Good news: we now have until 2030 to save the earth
Ross Clark

Phew! The dangers of global warming are receding. Admittedly that is not how most news sources are reporting the publication of the latest IPCC report this morning. But it is the logical conclusion of reading coverage of the issue over the past decade.

According to today’s IPCC report we now have 12 years to avert climate catastrophe. That might not sound long, but it means we are a good deal further away from doom that we were in 2007, when the WWF said we had five years to save the world. The doomsday clock hadn’t moved in 2011 when the International Energy Agency warned us that we had five years to start slashing carbon emissions or lose the chance forever. By last year it had shortened to three years, according to Christiana Figueres, the executive secretary of the UN Framework Convention on Climate Change. But now it’s right up at 12 years, presumably meaning that we can pretty twiddle our thumbs until 2030 – a whole 18 years after the WWF told us the world would come to an end if we didn’t slash carbon emissions.
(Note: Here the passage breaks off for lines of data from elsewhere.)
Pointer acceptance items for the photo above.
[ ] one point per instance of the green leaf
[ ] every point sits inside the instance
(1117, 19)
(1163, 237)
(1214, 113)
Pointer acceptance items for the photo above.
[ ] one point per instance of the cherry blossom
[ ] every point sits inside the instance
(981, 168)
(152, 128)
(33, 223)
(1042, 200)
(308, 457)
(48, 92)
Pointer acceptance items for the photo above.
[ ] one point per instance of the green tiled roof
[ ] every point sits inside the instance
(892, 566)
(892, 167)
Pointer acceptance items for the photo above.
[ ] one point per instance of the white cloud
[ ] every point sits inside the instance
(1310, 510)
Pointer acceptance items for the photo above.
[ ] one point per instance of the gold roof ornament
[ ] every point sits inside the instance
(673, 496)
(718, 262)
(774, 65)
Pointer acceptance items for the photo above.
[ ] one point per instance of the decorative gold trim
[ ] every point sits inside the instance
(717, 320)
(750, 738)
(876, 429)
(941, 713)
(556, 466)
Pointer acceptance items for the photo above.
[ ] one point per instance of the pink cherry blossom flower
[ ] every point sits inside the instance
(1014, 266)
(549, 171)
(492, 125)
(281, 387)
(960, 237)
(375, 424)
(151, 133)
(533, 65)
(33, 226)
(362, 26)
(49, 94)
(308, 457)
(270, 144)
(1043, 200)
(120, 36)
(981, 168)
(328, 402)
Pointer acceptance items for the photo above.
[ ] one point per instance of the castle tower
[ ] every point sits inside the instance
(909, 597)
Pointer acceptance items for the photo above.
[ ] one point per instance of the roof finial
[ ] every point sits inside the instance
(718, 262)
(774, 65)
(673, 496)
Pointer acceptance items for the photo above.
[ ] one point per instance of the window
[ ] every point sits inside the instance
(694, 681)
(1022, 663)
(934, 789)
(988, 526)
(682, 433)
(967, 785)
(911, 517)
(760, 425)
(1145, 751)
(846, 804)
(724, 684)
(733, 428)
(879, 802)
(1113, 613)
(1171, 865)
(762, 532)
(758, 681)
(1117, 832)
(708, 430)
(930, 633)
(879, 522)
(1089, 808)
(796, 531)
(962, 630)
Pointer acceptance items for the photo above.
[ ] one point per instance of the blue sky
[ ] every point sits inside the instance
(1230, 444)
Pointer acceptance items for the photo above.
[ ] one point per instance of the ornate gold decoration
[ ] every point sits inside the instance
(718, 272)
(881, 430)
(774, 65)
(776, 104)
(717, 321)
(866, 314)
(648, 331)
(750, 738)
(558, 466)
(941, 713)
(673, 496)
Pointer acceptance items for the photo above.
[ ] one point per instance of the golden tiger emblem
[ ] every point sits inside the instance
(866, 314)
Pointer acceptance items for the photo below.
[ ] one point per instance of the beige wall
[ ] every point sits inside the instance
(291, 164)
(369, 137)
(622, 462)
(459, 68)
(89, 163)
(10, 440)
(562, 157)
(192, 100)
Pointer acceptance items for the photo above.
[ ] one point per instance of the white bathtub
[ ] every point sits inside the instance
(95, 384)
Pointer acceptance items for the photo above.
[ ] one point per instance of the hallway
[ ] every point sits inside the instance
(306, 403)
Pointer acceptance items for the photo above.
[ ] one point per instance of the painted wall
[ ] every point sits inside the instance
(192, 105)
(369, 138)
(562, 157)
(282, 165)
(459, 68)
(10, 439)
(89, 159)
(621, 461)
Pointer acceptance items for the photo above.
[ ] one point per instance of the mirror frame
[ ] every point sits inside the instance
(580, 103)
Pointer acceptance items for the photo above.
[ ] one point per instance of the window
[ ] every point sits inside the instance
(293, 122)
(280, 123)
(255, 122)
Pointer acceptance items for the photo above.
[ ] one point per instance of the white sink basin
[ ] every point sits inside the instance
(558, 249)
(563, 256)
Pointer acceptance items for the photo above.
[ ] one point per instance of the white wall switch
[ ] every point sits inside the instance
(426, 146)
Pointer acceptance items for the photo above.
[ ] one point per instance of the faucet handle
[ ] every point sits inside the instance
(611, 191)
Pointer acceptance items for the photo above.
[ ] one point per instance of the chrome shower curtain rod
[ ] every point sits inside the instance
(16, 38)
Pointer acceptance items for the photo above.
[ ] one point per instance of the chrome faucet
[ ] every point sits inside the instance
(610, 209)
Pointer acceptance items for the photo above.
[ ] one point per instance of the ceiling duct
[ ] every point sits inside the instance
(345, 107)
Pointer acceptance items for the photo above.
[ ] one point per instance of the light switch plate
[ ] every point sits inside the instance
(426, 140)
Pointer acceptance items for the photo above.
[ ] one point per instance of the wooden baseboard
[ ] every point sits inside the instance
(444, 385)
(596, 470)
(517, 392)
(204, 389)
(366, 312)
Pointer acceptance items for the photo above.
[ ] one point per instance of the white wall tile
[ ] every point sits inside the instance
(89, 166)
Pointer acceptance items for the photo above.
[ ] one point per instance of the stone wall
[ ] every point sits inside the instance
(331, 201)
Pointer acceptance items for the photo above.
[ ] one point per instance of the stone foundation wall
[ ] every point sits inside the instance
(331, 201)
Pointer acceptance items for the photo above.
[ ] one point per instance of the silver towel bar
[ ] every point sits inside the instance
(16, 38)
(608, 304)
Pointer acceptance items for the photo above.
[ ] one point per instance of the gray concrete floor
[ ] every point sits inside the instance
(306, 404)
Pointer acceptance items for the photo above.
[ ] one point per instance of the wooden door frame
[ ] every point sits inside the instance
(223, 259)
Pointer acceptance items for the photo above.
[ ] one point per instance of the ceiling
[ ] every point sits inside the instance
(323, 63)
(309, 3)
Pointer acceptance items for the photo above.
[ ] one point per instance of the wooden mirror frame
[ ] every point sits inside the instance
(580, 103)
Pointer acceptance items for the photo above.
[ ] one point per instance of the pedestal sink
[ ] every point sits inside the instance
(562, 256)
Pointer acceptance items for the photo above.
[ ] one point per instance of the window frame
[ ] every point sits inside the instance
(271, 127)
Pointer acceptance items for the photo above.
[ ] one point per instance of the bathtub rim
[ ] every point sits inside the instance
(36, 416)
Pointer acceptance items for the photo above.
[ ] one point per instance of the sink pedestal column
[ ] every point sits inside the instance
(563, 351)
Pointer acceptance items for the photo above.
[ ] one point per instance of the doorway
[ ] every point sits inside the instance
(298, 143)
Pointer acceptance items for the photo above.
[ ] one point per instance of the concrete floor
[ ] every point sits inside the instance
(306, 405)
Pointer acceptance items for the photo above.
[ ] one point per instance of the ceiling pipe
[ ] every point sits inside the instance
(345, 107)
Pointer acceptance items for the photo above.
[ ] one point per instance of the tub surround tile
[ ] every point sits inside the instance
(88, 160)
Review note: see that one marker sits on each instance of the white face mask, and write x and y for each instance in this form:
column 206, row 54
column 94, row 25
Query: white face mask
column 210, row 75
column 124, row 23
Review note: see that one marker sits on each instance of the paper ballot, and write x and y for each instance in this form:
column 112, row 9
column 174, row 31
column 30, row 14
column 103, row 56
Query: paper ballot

And no, the world hasn’t made any progress in cutting emissions since the WWF sounded its warning siren. In 2007, according to the Oak Ridge National Laboratory in Tennessee, human activities emitted 8503 million tonnes of carbon. By 2012, when we were supposed to have slashed carbon emissions or face imminent doom, emissions were up to 9673 million tonnes. In 2014 – the latest year for which the laboratory has produced figures, it was up to 9855 million tonnes.

It isn’t hard to spot the problem with issuing frightening-sounding deadlines. If the deadlines come and go, without us managing to lower emissions and yet still life goes on, it makes the people setting the deadlines look rather foolish. It is also somewhat counter-productive. Given the failure of the world to come to an end, it is tempting to say, just as we do when religious cults and other fantasists make doom-laden predictions which fail to come to pass: well, the whole thing must be a hoax. What is the point of listening any further?
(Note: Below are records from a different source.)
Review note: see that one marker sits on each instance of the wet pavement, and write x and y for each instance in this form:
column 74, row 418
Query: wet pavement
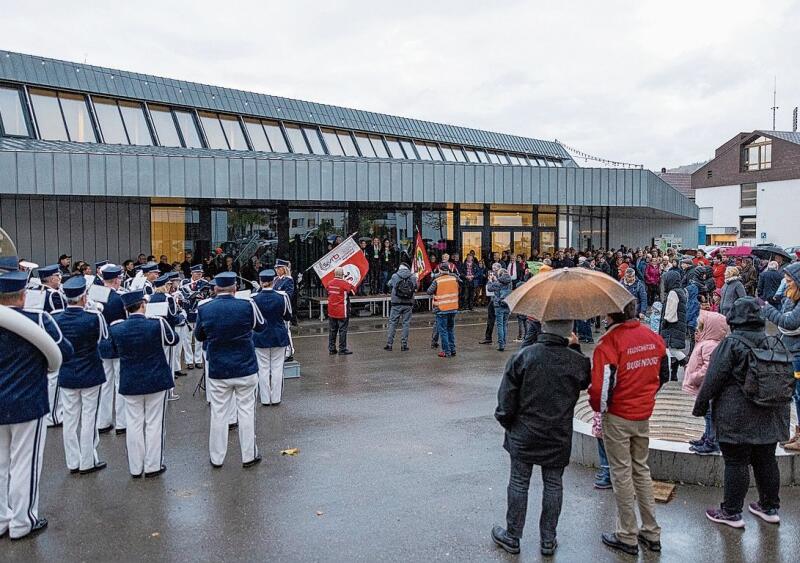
column 400, row 460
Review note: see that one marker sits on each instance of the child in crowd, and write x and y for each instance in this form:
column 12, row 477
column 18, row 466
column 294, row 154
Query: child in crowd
column 711, row 330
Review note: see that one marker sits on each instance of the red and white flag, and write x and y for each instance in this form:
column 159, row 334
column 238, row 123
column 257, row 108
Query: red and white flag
column 349, row 256
column 422, row 266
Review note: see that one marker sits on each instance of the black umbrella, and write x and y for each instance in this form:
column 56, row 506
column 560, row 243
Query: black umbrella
column 766, row 252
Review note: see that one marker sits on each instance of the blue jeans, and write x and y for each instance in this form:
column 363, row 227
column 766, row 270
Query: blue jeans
column 446, row 322
column 500, row 320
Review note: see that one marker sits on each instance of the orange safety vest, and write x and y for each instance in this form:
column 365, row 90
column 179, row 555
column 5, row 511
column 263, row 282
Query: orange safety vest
column 446, row 298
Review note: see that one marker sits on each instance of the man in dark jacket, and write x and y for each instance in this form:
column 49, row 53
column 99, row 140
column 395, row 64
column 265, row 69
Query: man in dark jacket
column 535, row 405
column 747, row 433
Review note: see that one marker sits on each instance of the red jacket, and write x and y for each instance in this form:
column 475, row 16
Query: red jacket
column 628, row 368
column 338, row 290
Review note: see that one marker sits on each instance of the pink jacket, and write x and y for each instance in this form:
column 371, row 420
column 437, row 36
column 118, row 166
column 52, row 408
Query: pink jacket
column 715, row 328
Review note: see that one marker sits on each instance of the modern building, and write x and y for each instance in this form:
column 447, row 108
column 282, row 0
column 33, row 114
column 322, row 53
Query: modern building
column 103, row 163
column 748, row 193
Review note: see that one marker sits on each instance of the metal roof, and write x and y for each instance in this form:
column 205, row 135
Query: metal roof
column 53, row 73
column 35, row 167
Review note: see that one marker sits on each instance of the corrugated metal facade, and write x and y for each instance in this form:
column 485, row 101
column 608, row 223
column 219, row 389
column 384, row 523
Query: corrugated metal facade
column 40, row 169
column 90, row 229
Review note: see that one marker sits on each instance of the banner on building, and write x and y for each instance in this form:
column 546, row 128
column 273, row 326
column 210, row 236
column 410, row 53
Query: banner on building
column 349, row 256
column 422, row 266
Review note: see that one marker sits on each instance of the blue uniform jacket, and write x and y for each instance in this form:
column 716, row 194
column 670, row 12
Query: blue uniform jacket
column 276, row 309
column 113, row 311
column 84, row 330
column 139, row 343
column 23, row 372
column 225, row 324
column 284, row 284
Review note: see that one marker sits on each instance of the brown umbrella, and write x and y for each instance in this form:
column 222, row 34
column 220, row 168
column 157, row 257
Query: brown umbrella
column 569, row 293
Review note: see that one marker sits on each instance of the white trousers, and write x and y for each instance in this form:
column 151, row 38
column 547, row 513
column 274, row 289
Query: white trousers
column 112, row 405
column 146, row 431
column 192, row 349
column 223, row 392
column 21, row 452
column 54, row 396
column 270, row 374
column 80, row 409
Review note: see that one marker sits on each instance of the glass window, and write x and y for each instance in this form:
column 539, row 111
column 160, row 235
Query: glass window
column 364, row 145
column 110, row 120
column 76, row 115
column 312, row 134
column 48, row 115
column 749, row 195
column 377, row 144
column 422, row 149
column 332, row 142
column 275, row 136
column 395, row 150
column 164, row 126
column 448, row 153
column 747, row 227
column 296, row 138
column 135, row 123
column 233, row 132
column 472, row 216
column 213, row 130
column 510, row 218
column 408, row 148
column 11, row 114
column 188, row 126
column 348, row 145
column 257, row 135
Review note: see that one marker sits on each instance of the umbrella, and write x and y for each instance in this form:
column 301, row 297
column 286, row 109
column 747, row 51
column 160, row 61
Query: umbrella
column 768, row 251
column 569, row 293
column 738, row 251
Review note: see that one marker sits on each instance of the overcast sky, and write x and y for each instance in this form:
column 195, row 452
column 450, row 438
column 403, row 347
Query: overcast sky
column 658, row 83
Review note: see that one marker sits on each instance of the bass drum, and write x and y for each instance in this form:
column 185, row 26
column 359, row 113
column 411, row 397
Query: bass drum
column 12, row 321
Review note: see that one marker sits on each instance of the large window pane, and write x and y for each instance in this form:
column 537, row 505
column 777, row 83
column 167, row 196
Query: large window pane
column 233, row 131
column 257, row 135
column 275, row 136
column 213, row 130
column 110, row 120
column 408, row 148
column 188, row 129
column 48, row 115
column 377, row 144
column 312, row 135
column 164, row 126
column 364, row 145
column 347, row 143
column 332, row 142
column 135, row 123
column 296, row 139
column 76, row 114
column 11, row 114
column 395, row 150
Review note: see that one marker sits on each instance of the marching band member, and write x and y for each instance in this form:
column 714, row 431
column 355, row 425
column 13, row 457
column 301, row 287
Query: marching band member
column 145, row 380
column 271, row 343
column 54, row 302
column 80, row 378
column 226, row 323
column 23, row 406
column 111, row 413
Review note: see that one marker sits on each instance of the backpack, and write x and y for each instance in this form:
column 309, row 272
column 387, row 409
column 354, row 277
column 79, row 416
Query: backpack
column 405, row 288
column 769, row 377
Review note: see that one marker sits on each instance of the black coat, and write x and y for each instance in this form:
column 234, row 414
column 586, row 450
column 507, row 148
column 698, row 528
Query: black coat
column 537, row 397
column 736, row 419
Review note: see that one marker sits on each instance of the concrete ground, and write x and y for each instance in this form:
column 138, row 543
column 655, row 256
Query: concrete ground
column 400, row 460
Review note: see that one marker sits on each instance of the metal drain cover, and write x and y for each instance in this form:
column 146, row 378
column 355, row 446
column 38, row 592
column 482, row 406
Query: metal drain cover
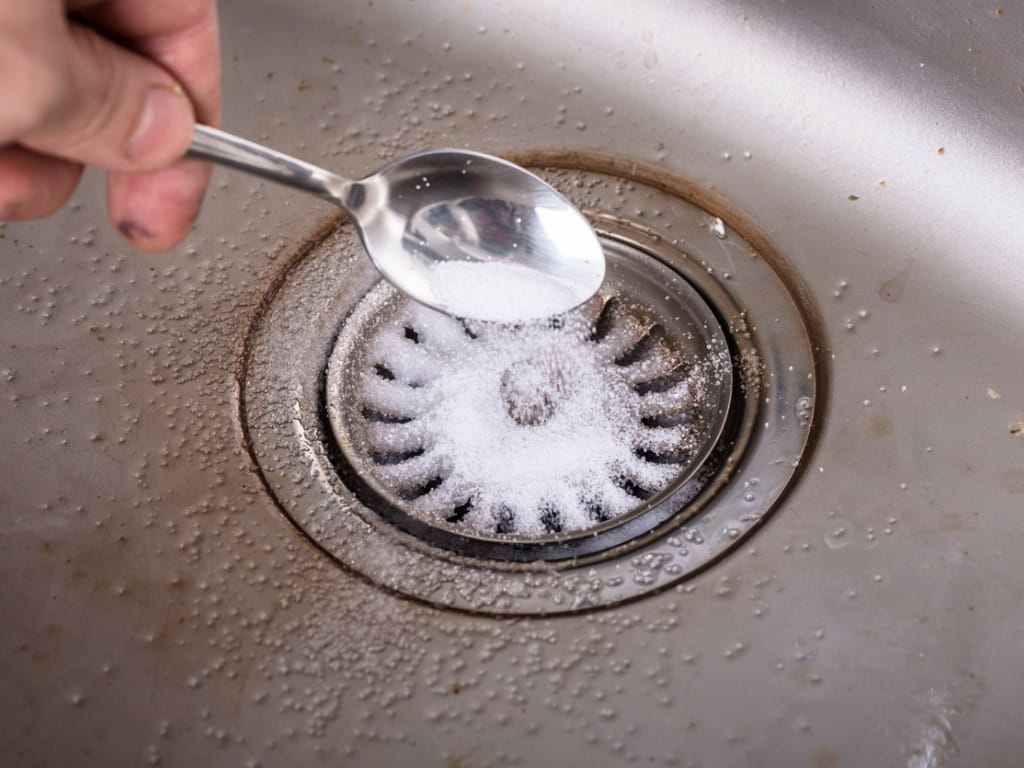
column 539, row 468
column 531, row 442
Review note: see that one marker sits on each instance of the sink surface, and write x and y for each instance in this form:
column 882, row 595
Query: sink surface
column 158, row 606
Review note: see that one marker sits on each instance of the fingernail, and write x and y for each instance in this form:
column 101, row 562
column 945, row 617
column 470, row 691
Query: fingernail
column 10, row 210
column 160, row 124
If the IPCC and others want us to reduce carbon emissions – and there is every reason why we should want to do this, for reasons of averting climate change as well as localised pollution – it would pay them to adopt rather less hyperbole. The over-close deadlines prevent a measured response which might actually achieve something – and without ruining the global economy. One country which has cut carbon emissions over the past two decades (and without doing as Britain has done over that period by offshoring much of its energy-intensive heavy industry) is the US. How? By replacing much of its coal-fired electricity generation with plants which burn gas from fracking wells.
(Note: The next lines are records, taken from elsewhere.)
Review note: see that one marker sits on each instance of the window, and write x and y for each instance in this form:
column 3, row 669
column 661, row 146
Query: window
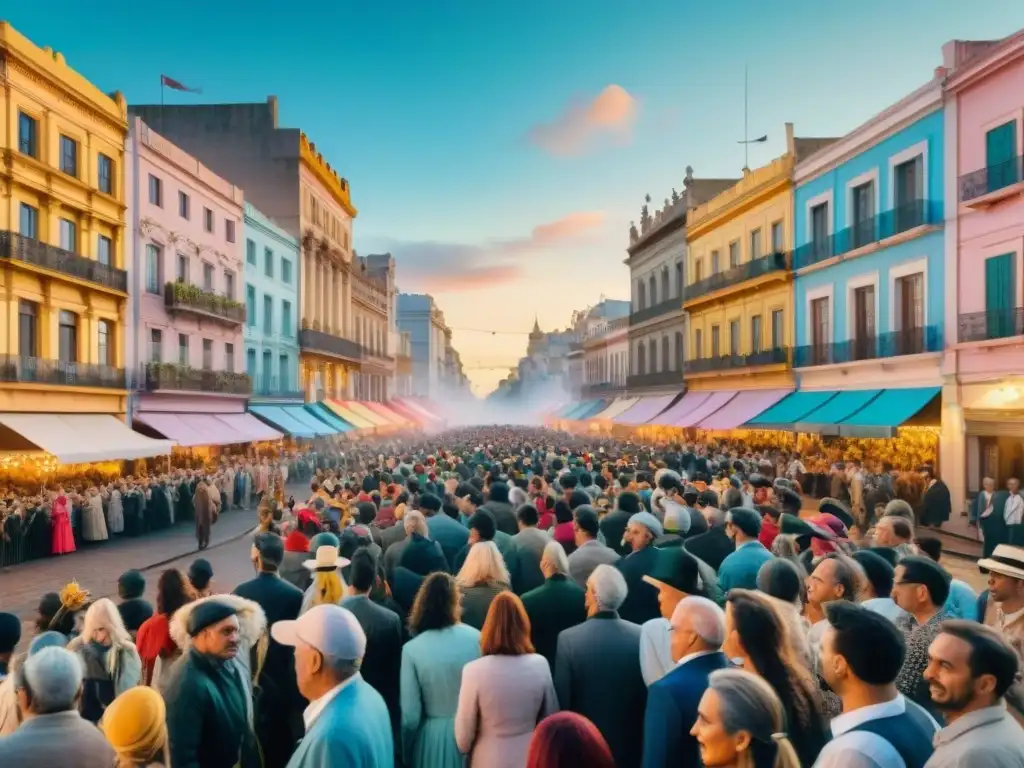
column 104, row 250
column 156, row 345
column 104, row 174
column 286, row 317
column 29, row 221
column 777, row 332
column 28, row 329
column 153, row 261
column 69, row 235
column 156, row 192
column 182, row 349
column 777, row 245
column 69, row 156
column 68, row 337
column 103, row 337
column 28, row 135
column 250, row 306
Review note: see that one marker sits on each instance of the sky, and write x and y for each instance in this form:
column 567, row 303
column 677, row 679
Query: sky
column 500, row 150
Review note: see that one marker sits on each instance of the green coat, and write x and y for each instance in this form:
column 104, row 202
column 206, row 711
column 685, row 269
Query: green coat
column 555, row 606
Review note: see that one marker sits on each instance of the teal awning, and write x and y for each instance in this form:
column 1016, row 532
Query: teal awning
column 791, row 410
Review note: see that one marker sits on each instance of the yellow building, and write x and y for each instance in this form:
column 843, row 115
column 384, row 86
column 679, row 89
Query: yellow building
column 739, row 284
column 62, row 240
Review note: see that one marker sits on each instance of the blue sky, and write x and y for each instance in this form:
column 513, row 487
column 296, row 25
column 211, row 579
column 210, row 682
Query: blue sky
column 452, row 120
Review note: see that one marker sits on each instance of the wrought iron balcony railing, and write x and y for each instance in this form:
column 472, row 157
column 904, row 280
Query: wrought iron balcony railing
column 990, row 178
column 727, row 361
column 994, row 324
column 19, row 248
column 14, row 368
column 773, row 262
column 864, row 232
column 894, row 344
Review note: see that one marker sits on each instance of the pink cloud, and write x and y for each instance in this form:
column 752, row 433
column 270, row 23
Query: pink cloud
column 610, row 114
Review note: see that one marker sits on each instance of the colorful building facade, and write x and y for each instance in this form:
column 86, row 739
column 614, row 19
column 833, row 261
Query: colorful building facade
column 270, row 272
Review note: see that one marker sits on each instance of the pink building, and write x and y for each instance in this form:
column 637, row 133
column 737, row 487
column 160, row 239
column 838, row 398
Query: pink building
column 184, row 338
column 984, row 365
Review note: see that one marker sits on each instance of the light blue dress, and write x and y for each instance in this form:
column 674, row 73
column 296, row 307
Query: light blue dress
column 431, row 676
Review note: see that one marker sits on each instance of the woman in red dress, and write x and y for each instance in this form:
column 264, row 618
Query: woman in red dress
column 64, row 537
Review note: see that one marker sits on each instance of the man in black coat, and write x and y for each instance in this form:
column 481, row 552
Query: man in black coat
column 279, row 714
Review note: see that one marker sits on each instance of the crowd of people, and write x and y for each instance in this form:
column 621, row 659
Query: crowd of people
column 509, row 597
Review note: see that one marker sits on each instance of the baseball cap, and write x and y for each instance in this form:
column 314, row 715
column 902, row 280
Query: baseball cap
column 330, row 629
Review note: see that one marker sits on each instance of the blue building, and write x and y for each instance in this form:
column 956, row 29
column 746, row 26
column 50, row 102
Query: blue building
column 869, row 253
column 270, row 271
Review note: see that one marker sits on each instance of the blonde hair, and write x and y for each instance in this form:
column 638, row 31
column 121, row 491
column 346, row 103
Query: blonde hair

How ironic that it is the US which is seen as the international pariah of the climate change lobby while Germany, which is seen as a goody-goody nation, always willing to put its name to the latest treaty, has failed to cut its emissions. Germany’s problem is that it is trying to leap to a low-carbon economy in one go, via solar and wind power – while coal plants are maintained in order to make up the huge gap between the energy that green energy manages to produce and energy the country consumes.

The story of the world’s attempts to slash carbon emissions is a story of hares and tortoises – with the hares’ little legs worn out by trying to react to demands that they run ever faster.